Extract score values from both left (No_PFI) and right (PFI) columns in the first page of the PDF.

Parameters:

pdf_pathPath: Path to the ROBERT_report.pdf.

Returns:

tuple: A tuple (score_no_PFI, score_PFI), where either can be None if not found.

almos.el_utils.get_size_counters(df)

Count the number of points in each quartile (q1, q2, q3, q4).

Parameters:

dfpd.DataFrame: The DataFrame that contains a 'quartile' column, which categorizes values into quartiles (q1, q2, q3, 4).

Returns:

dict: A dictionary with keys 'q1', 'q2', 'q3' and 'q4' where each key represents the number of points in that quartile.

almos.el_utils.load_options_from_csv(options_file)

Load default options from a CSV file if user inputs are not provided.

Parameters:

options_filestr: The path to the CSV file containing default options.

Returns:

dict or None: A dictionary containing the default values for 'y', 'ignore', and 'name' if the file is successfully read.
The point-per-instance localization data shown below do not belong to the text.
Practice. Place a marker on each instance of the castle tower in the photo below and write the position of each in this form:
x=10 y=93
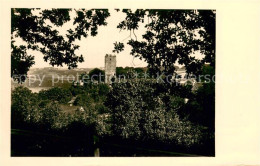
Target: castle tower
x=110 y=68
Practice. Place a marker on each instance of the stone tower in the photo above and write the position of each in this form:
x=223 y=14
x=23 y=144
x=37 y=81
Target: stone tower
x=110 y=68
Returns None if the file is not found.

almos.el_utils.plot_metrics_subplots(data, model_type, output_dir='batch_plots', batch_count=0): Function to plot different metrics in a 4x1 subplot layout and save as a single image.

almos.el_utils.process_batch(batch_number)

Extract RMSE, SD, score data from both left and right columns of the PDF report for a specific batch. (PFI model and non PFI model). Extract number or points from CSV files for both PFI and No_PFI models.

Parameters:

batch_numberint: The batch number to process (e.g., 1, 2, 3).

Returns:

dict: A dictionary containing the batch number, RMSE, and SD values for both columns (no_PFI and PFI).